My husband (35M) and I (32F) have been married for about a year. We are both engineers and have decent jobs. My husband recently got a great job offer in Idaho Falls, Idaho, 4.5ish hours away from where we live right now. The new job pays $30K more that what is making right now, has great long term career perspective and he loves it. He hates his current job. But it would be difficult for me to find a job there. My only option would be to find a remote job, but they are not easy to find and the ones that are available are not good. I would not be able to advance my career if we moved there. Our other option is to do long distance, but I am not sure if that is worth it because we would spend a lot of money on travel and rent. We have been saving to buy a house and we now have enough for a down payment. Living in two different places would be complicated. I want my husband to advance his career, but I am not sure if relocating to Idaho Falls is good for our family. What do you think?

5 comments
  1. I believe any spouse seeking a job should discuss the prospects of relocation before getting a job, like before applying or before sitting for interviews.
    Discussing it after getting an offer makes the issues complicated.

  2. 🤷🏼‍♀️ my husband is military, for 25 years I have only lived wherever his career told us to.

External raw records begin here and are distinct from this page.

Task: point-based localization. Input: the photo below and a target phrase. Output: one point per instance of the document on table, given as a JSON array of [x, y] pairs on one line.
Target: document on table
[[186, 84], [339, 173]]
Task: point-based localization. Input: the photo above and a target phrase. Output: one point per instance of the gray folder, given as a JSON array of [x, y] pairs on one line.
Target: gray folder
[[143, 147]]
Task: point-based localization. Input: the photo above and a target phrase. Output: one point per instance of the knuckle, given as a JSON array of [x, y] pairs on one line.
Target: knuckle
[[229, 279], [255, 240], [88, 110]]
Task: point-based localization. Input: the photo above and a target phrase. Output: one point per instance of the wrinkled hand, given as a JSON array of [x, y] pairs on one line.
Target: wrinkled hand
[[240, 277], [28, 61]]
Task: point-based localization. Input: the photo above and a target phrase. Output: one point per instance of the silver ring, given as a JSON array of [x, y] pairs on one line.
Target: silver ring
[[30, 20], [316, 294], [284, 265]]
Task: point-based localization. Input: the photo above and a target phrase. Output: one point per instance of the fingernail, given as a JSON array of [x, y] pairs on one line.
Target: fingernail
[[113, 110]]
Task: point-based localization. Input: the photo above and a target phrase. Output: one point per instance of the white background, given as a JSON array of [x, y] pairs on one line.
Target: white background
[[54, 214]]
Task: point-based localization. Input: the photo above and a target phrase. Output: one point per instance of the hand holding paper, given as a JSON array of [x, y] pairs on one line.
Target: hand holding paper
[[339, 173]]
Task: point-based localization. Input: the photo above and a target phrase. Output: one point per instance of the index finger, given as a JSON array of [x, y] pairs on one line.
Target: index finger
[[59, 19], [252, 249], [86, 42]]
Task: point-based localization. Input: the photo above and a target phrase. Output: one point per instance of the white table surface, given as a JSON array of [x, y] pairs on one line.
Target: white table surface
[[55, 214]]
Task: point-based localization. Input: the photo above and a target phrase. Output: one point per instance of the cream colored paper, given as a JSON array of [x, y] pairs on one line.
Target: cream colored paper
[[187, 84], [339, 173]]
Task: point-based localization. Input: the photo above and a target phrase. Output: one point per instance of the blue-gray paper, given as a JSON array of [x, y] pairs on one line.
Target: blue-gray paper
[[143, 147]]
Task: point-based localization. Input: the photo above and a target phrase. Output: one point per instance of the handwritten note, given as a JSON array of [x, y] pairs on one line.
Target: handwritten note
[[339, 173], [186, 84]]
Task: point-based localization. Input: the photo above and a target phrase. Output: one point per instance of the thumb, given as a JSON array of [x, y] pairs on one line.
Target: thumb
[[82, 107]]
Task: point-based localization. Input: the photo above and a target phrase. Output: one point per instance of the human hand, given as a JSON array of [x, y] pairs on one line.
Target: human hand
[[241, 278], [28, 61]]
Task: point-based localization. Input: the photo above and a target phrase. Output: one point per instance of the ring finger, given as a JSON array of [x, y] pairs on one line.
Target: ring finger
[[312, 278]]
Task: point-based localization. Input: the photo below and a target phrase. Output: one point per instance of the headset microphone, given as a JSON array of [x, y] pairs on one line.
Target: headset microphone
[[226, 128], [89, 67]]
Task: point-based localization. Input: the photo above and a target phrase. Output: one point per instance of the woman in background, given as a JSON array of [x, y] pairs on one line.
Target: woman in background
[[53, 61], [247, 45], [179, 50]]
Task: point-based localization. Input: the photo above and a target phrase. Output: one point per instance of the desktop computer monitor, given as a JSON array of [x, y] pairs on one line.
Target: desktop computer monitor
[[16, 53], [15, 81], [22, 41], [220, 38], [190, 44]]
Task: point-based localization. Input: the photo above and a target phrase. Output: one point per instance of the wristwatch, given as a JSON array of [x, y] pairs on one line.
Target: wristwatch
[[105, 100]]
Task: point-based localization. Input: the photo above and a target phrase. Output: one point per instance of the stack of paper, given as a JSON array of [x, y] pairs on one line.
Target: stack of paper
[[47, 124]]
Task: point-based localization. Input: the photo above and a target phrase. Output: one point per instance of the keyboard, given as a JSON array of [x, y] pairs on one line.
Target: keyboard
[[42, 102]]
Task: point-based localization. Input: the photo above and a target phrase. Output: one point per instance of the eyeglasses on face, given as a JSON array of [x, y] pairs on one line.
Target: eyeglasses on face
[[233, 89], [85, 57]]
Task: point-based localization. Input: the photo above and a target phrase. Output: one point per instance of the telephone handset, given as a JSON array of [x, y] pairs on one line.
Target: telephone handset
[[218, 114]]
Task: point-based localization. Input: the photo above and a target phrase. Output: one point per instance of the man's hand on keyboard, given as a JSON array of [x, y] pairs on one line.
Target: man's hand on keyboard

  3. I think if that’s the case and he’s had over 10yrs of experience he shouldn’t struggle significantly to find another job that pays more and in a location that works for you.

    If you don’t mind relocating and terminating you career, then it’s not an issue.

    But personally I would turn down the offer as a man

  4. I really loved how you and your wife created a plan that works for both! It was nice of you to not want to relocate without your wife, understand her situation and find a middle ground. I did put the idea of relocating where both of us can find a stable job to my husband many times in last few months. He was reluctant to apply elsewhere and adamantly mentioned that he won’t find another job as good as the perspective job 4:30ish hours away and it is really good for his long term career growth. He mentioned today that he could be open to idea of finding a job in a location that works for me too. I am not sure if he means it though. Let’s see what he does.

  5. This job is not best for your family since you will be earning less income as a family when you have to quit your job and may not find a comparable job. I would offer to help him with applying to other jobs. He may not be good at it but it sounds like you are. There can be opportunities in other locations which would be better for the family.